Polymer.dart

Polymer.dart is a port of the JavaScript Polymer library that combines Web Components, the Observe library, and a few others libraries into a single framework. This makes creating reusable encapsulated components very easy (it also uses polymer.js internally).

As we already know enough about Web Components, we'll particularly take a look at one-way / two-way data binding and creating custom elements with their behavior written in Dart.

Note

You might have already seen Dart's Web UI package used in a tutorial, blog, article, or a book. Web UI is an older Dart API, which is deprecated in favor of polymer.dart.

Minimalistic custom element in polymer.dart

We'll begin by installing polymer.dart by adding polymer among our dependencies in pubspec.yaml and letting Dart Editor fetch all the dependencies for us. Right away, we can tell polymer.dart what our app's entrance points are. These are the pages that the user can access (that's probably everything except HTML templates for our custom elements), so all our pubspec.yaml files will look alike. When compiling apps with Pub Build, this also lets polymer.dart concatenate all pages together for faster loading:

name: Chapter_05_polymer_tutorial
description: My first Polymer app
dependencies:
  browser: any
  polymer: '>=0.16.0 <0.17.0'
transformers:
- polymer:
    entry_points: web/index.html

The HTML for index.html is going to be very simple and mostly what we've already seen in the previous examples. Note that we're including the Dart script at the end. It has to be included after importing custom elements, so the best practice is to put it at the end:

<!-- web/index.html -->
<html>
  <head>
    <script src="packages/browser/dart.js"></script>
    <link rel="import" href="my-element.html">
  </head>
  <body>
    <my-element></my-element>
    <script type="application/dart" src="main.dart"></script>
  </body>
</html>

Where things start to get interesting is with our element's definition in my-element.html. Each custom element in polymer.dart has to be in a separate file that imports the Polymer stub code at the top and contains one <polymer-element> tag. The <polymer-element> is a wrapper for our custom element that can use:

  • The HTML template: This is required for all custom elements.
  • CSS styles (optional): Use this to style only the Shadow DOM encapsulated from the rest of the page. There's a special CSS :host keyword that refers to the current host element. We'll see this in action later.
  • Dart script (optional): This is your custom code that defines the element's behavior.
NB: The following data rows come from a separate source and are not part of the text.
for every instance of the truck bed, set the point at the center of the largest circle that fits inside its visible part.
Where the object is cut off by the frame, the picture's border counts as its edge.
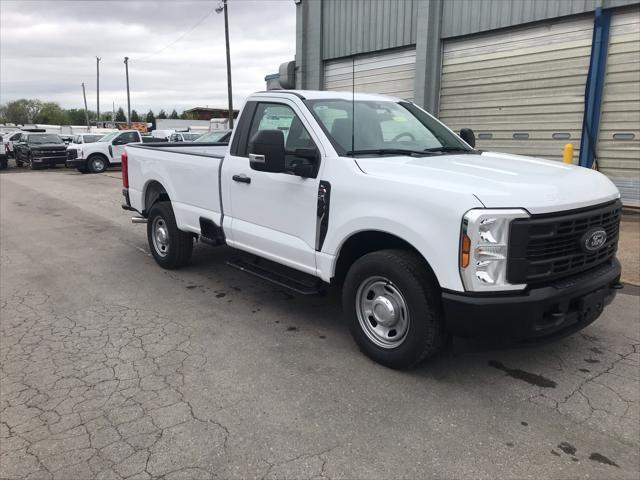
(188, 172)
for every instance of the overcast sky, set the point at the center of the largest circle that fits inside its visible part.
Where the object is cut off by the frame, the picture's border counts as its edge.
(176, 50)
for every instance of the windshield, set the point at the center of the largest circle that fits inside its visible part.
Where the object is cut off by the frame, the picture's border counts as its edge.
(41, 139)
(383, 127)
(109, 136)
(212, 136)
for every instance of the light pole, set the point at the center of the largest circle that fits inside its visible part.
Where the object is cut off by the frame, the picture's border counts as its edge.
(98, 88)
(126, 68)
(222, 7)
(86, 112)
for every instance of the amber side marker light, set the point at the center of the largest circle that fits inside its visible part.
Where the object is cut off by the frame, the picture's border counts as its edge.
(464, 250)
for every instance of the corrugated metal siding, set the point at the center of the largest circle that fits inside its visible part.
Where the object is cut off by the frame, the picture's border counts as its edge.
(463, 17)
(390, 73)
(356, 26)
(520, 87)
(619, 137)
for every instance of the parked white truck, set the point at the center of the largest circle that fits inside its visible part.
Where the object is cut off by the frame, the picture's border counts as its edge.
(96, 157)
(427, 236)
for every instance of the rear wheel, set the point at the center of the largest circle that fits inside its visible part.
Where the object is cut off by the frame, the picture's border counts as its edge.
(97, 164)
(393, 308)
(170, 247)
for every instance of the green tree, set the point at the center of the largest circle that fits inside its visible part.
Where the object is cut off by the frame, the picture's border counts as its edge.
(75, 116)
(151, 118)
(120, 116)
(51, 114)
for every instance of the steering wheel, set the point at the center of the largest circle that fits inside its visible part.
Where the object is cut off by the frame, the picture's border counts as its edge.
(404, 134)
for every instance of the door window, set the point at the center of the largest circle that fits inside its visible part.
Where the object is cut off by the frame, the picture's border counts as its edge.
(276, 116)
(124, 138)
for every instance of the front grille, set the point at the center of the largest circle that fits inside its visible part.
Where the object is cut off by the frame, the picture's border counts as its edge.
(50, 152)
(548, 247)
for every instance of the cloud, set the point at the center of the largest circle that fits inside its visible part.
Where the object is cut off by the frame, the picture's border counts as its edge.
(47, 49)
To keep it very simple, we'll create a custom element that contains only the HTML template with no styles and no Dart:

<!-- lib/my-element.html -->
<link rel="import" href="../packages/polymer/polymer.html">
<polymer-element name="my-element" noscript>
  <template>
    <h1>Hello polymer.dart!</h1>
  </template>
</polymer-element>

Each custom element has to import polymer.html before declaring the element itself. The polymer.html file comes from the JavaScript Polymer project and is part of the polymer.dart package. For larger components with multiple files, you might want to look at directory structure recommendations at https://www.dartlang.org/polymer/app-directories.html.
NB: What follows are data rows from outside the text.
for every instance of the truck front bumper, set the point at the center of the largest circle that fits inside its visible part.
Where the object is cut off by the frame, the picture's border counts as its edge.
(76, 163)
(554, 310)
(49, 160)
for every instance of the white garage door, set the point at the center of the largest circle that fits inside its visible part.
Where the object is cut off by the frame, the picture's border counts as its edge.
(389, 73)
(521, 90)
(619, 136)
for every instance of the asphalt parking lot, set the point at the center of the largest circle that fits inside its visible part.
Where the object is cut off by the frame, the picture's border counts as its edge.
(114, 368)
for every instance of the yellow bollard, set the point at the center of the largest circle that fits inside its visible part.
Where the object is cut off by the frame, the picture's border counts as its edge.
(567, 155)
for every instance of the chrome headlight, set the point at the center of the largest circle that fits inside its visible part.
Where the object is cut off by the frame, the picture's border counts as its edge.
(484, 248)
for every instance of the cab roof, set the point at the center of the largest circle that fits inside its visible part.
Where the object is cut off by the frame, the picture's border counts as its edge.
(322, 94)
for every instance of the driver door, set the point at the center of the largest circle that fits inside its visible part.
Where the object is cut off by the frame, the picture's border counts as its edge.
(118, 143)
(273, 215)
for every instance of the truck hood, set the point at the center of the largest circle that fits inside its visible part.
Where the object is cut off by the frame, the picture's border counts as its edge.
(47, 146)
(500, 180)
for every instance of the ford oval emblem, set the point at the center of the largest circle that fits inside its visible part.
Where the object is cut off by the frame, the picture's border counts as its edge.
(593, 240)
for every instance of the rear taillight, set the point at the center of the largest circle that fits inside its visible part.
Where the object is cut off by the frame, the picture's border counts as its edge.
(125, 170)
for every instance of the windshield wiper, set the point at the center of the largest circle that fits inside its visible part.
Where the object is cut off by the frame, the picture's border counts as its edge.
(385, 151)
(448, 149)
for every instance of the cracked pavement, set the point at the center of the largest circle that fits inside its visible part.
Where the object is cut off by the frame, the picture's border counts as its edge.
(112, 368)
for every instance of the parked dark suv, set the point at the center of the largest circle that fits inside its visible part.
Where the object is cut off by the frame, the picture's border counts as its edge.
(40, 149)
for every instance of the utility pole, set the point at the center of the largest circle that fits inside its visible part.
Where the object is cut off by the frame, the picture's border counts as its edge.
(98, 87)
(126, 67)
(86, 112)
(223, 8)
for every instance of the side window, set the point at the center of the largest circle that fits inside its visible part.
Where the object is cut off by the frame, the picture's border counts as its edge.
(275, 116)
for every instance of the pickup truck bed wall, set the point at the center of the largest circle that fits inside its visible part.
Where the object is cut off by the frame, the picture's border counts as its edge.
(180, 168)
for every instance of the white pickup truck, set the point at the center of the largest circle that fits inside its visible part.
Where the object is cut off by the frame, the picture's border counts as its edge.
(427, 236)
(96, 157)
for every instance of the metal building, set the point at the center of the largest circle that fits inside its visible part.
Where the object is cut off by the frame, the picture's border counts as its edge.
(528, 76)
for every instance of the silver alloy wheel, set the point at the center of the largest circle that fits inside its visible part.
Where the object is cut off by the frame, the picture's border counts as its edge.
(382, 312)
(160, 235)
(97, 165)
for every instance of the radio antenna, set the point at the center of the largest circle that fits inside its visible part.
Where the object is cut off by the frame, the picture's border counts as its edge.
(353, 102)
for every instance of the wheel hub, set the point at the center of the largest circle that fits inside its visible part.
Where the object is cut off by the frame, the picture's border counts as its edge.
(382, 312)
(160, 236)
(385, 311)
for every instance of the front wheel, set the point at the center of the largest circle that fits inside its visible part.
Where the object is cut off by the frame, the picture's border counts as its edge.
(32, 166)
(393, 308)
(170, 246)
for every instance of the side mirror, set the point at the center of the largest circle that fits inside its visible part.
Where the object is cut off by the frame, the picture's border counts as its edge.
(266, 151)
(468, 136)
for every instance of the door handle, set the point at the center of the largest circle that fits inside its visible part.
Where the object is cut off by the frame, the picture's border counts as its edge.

As polymer.dart expects that your custom element will have some Dart attached to it by default, we have to tell it specifically that this element has no script with the noscript attribute.

Our element's name is going to be my-element (the name has to contain at least one dash, just like in the previous example).

The last part, for now, is main.dart, which will initialize polymer.dart:

// web/main.dart
import 'package:polymer/polymer.dart';

main() async {
  // Recommended way of running main() with polymer.dart
  // [initPolymer()] returns a Future object that is completed
  // when all imports are loaded. New since polymer.dart 0.16.
  (await initPolymer()).run(() {
    // The rest of the code in the main method.
  });
}

This may look weird at first sight. The code for main() should be in a callback to the run() method of initPolymer(). This makes use of the so-called Zone-related API, which is like a unified way of handling exceptions from asynchronous calls. It's not important for us, but if you want to read more about this topic, check out https://www.dartlang.org/articles/zones/.

Now, we can run our first polymer.dart application:

Minimalistic custom element in polymer.dart

We can see that polymer.dart did pretty much the same as what we did with vanilla Web Components. It created a Shadow DOM and cloned the content of the <template> to <my-element>.

But there's already an important difference. We didn't have to write any code specific to this custom element. Everything is done for us in the background by polymer.dart.

Note

Polymer examples in this chapter use polymer.dart version 0.16 that uses Polymer 0.5 internally, which is just a developer preview.